Putting ! after a sed address runs the command on every line that does not match.

Sometimes it is easier to say which lines to skip. The ! operator flips any address so the command applies to the complement.

What it does

A ! immediately after an address negates it. The command then runs on all lines except those the address would have matched. It works with numbers, regexes, ranges, and the $ last-line address.

Common usage

Terminal
sed '1!d' file                  # keep only line 1 (delete all others)
sed '/^#/!s/ /_/g' file         # squeeze spaces except on comment lines
sed -n '/error/!p' app.log      # print lines that do NOT match error
sed '$!N' file                  # join pairs, leaving last line alone

Options

FormWhat it does
N!cmdRun cmd on every line except line N
/regex/!cmdRun cmd on lines not matching the regex
M,N!cmdRun cmd outside the range M to N
$!cmdRun cmd on every line except the last
addr !dDelete everything except the addressed lines

In CI

Negation is portable between GNU and BSD sed.

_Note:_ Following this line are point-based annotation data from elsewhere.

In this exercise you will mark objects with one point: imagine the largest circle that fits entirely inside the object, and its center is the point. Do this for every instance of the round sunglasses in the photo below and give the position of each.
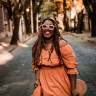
(51, 27)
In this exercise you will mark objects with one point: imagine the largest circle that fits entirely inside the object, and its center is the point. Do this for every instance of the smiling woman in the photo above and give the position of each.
(53, 61)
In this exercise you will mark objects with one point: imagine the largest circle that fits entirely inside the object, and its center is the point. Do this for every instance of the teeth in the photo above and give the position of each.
(47, 32)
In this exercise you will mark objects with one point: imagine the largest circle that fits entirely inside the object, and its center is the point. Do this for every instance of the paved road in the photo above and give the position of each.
(17, 77)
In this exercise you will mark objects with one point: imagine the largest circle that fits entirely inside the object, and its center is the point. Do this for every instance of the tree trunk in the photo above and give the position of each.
(27, 23)
(93, 20)
(80, 22)
(15, 36)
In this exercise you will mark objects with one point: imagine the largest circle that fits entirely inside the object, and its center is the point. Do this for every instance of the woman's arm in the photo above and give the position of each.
(37, 75)
(37, 82)
(73, 84)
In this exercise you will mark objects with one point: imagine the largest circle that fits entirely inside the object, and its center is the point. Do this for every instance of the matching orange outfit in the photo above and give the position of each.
(54, 80)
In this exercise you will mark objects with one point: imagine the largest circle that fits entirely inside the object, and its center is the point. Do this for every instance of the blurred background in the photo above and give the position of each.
(19, 23)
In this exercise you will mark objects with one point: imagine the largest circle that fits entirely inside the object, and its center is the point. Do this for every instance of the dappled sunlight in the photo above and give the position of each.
(5, 57)
(23, 45)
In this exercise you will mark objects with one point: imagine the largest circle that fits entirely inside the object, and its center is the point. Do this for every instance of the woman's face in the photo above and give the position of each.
(48, 29)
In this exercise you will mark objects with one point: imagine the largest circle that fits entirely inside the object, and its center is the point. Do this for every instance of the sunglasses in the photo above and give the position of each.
(51, 27)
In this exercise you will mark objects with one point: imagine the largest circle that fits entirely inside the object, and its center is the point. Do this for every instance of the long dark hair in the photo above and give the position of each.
(39, 43)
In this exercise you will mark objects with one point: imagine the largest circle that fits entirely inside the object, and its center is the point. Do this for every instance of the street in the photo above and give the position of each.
(17, 77)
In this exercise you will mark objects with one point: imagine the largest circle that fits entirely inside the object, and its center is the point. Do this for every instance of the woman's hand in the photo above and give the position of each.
(37, 82)
(75, 92)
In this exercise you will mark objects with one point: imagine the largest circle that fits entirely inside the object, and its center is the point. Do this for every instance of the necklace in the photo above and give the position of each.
(48, 48)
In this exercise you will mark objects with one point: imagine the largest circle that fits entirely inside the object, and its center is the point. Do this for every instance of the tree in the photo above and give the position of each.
(36, 8)
(80, 22)
(15, 10)
(27, 16)
(90, 6)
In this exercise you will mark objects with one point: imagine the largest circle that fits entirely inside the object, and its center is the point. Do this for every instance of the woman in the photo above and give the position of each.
(54, 62)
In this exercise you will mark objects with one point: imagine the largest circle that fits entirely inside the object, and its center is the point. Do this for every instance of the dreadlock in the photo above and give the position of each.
(39, 43)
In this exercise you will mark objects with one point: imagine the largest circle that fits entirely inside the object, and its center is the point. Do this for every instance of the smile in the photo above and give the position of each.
(47, 32)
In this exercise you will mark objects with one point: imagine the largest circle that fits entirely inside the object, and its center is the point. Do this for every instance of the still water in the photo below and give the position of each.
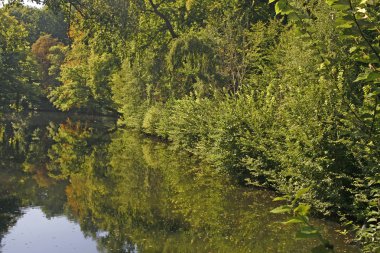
(79, 184)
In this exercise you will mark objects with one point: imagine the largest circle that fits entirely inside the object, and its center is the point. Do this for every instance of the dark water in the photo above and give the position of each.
(76, 184)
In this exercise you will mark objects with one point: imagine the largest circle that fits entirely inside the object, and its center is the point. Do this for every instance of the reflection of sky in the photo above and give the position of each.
(34, 233)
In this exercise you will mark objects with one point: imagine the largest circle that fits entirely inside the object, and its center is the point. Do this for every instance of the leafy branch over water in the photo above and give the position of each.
(300, 212)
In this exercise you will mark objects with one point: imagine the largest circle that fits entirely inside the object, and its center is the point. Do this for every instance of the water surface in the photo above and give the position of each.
(77, 184)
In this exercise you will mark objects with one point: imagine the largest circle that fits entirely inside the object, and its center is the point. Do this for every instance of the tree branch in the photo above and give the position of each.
(163, 17)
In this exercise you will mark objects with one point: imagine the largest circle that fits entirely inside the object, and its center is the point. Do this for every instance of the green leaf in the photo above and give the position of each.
(330, 2)
(320, 249)
(282, 209)
(301, 192)
(280, 6)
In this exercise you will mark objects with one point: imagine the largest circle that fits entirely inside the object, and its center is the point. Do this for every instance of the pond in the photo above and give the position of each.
(72, 183)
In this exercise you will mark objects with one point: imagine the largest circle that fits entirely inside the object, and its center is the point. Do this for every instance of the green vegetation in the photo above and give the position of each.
(282, 94)
(130, 192)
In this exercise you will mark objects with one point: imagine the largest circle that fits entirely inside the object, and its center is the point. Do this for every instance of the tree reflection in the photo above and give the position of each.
(131, 193)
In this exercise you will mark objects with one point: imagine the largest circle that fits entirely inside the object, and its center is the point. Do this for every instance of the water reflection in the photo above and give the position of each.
(132, 194)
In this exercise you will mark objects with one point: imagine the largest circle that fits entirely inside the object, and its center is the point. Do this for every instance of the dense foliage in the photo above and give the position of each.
(282, 94)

A handy idiom is /pattern/!d to keep only matching lines, which behaves like grep but stays inside a single sed program when you are already running other commands.

Common errors in CI

Spacing matters: most builds accept both 1!d and 1 !d, but a stray ! with no address, such as a leading !d, raises sed: -e expression #1, char N: missing command or an unexpected `!' error. Keep the ! directly after the address.